The Mayor and the civil rights leader from Atlanta conferred while Harlem leaders were voicing their injured feelings because Dr. King had not met with them before going to see the Mayor.
Two of Dr. King’s announced proposals were believed to have prolonged the meetings at Gracie Mansion.
Dr. King said he would request the creation of a civilian review board to hear complaints of police brutality. He also said he would request the suspension of Lieutenant Thomas Gilligan, the white policeman who shot and killed a 15-year-old youth, James Powell, on July 16 touching off last week’s rioting in Harlem and Brooklyn.
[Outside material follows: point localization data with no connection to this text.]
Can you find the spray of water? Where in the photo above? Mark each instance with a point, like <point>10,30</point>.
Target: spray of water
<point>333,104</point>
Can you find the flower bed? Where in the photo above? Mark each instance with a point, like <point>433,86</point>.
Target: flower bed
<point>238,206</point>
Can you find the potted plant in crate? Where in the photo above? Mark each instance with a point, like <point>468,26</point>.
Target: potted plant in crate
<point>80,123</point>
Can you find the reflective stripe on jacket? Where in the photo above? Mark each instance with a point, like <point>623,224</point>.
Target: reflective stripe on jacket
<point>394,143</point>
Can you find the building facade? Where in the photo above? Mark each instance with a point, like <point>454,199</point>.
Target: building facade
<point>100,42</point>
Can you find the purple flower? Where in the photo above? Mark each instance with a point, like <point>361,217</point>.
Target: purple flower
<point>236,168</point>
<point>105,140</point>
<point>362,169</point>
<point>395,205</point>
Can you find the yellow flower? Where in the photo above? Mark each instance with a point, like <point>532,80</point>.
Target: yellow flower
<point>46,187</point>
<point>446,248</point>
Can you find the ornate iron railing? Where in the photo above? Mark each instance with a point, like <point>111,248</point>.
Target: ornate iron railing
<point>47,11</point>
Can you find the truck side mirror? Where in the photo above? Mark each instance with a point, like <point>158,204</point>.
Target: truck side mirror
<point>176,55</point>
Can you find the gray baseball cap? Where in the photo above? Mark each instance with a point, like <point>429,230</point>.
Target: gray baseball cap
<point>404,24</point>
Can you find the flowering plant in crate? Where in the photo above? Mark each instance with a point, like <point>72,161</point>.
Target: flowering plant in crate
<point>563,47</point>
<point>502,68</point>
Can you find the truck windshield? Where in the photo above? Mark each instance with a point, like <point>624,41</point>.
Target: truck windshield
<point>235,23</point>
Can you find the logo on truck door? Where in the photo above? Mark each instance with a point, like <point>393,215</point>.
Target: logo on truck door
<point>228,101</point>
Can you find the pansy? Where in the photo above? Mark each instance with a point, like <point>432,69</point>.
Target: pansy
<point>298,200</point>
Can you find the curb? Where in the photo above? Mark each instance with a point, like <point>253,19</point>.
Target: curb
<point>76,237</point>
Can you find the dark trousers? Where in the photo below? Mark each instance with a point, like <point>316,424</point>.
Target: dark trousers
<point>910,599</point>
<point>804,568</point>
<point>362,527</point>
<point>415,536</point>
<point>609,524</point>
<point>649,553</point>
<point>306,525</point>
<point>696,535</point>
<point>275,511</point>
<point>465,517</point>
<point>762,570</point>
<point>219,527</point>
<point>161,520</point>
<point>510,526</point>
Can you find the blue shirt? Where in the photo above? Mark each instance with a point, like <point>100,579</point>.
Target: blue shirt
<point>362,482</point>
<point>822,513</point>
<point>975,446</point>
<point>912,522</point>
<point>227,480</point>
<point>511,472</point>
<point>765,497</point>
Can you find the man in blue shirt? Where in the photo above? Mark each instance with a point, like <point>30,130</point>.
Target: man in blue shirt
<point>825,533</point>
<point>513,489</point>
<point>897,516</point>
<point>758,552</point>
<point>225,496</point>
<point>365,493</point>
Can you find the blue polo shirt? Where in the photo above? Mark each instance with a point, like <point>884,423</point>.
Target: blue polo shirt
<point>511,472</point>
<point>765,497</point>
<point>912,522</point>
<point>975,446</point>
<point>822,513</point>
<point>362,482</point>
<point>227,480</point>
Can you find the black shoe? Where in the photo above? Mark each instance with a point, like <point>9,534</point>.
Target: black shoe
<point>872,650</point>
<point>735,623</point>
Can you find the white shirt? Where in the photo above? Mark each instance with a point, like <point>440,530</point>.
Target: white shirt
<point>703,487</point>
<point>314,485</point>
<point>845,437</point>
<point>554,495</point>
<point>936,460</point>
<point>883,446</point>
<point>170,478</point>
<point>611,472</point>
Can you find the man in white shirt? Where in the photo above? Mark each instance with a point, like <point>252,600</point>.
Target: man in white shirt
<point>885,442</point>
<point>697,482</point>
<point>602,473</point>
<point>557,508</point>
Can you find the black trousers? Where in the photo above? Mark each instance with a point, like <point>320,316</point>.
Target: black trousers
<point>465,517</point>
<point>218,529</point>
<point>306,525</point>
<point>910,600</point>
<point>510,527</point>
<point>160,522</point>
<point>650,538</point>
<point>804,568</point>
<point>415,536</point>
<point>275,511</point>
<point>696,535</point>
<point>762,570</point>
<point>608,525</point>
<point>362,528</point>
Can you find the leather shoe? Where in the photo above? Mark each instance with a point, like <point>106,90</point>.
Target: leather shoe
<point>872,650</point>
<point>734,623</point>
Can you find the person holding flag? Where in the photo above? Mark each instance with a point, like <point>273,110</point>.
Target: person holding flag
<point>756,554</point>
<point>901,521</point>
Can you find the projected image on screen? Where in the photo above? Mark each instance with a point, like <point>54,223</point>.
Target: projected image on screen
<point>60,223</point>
But these two points have met resistance from Police Commissioner Michael Murphy. He has denounced proposals for setting up an independent civilian board as a “divisive tactic” that would undermine his department’s effectiveness.
And he has declined to suspend Gilligan, who is on sick leave while a grand jury investigates the shooting. On both of these positions, Wagner has supported Murphy.
This afternoon, Livingston Wingate, a long-time associate of Rep. Adam Clayton Powell (D-N.Y.), expressed displeasure at the presence of Dr. King in the city.
Following a meeting of representatives of Harlem community groups, Wingate told reporters that the leaders “were made as hell at Mayor Wagner for importing Dr. King from Atlanta to discuss problems of Harlem.”
Also today, the Rev. Alvin Childs, Bishop of the Faith Temple Church of God in Christ and the locality “mayor” of Harlem, said he was disturbed because Dr. King had met with Wagner “without consulting my office and other leaders of our community.”
At a news conference at his church, 1763 Amsterdam Ave., Bishop Childs said: “I cannot envision Dr. King being able to speak on a local level for all Negro people everywhere. I feel the Mayor should have consulted myself and other community leaders if he was really interested in resolving the tense situation in the city.”